Sorry I should have worded that better.  I never take it on an empty stomach but I never eat with it.  I ussually take my creatine before gym and after so I would take it while I already have food in my stomach b/c of breakfast and lunch then after the gym I throw it into my shake followed by a meal an hour later.


----------



## Monolith (Nov 17, 2003)

> _*Originally posted by JJJ *_
> Dont take it with food.

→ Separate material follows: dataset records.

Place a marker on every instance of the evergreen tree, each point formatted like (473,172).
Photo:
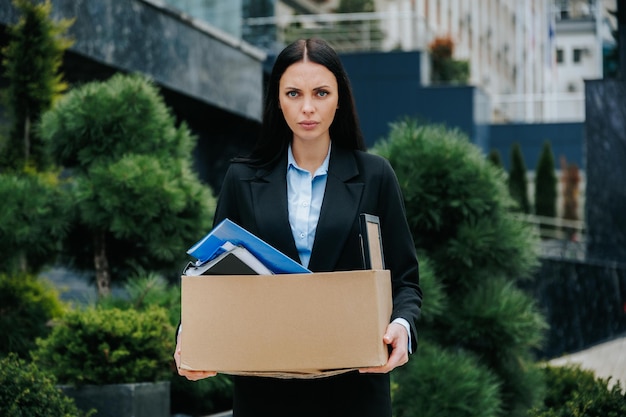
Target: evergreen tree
(35,217)
(518,185)
(32,60)
(478,329)
(545,184)
(138,203)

Take it on empty stomach or preferably mix it into your shake.



Could you explain this further, please?

Why shouldnt i take it with food?  Is it not absorbed properly by the body?  Or is it just a smaller percentage thats able to be absorbed?  If thats the case, could i circumvent that problem by just taking more?  i.e., if i would normally take 5g creatine without food, could i take 10g with food?

Thanks


----------



## Tha Don (Nov 17, 2003)

creatine and whey/dextrose/maltodextrin/bcaa/glutamine/efa's in a shake should be fine!

many of the products i use have a mixture of creatine, protein, glutamine, bcaa etc... in them

if you have your creatine shake with food i do not see much of a problem either, at breakfast i will have oats and a creatine/protein shake and post workout i'll have a creatine/protein/dextrose/maltodextrin shake

peace


----------



## BabsieGirl (Nov 17, 2003)

Take it however you want. 

Creatine taken with food reduces nausea that sometimes occurs when taken on an empty stomach. 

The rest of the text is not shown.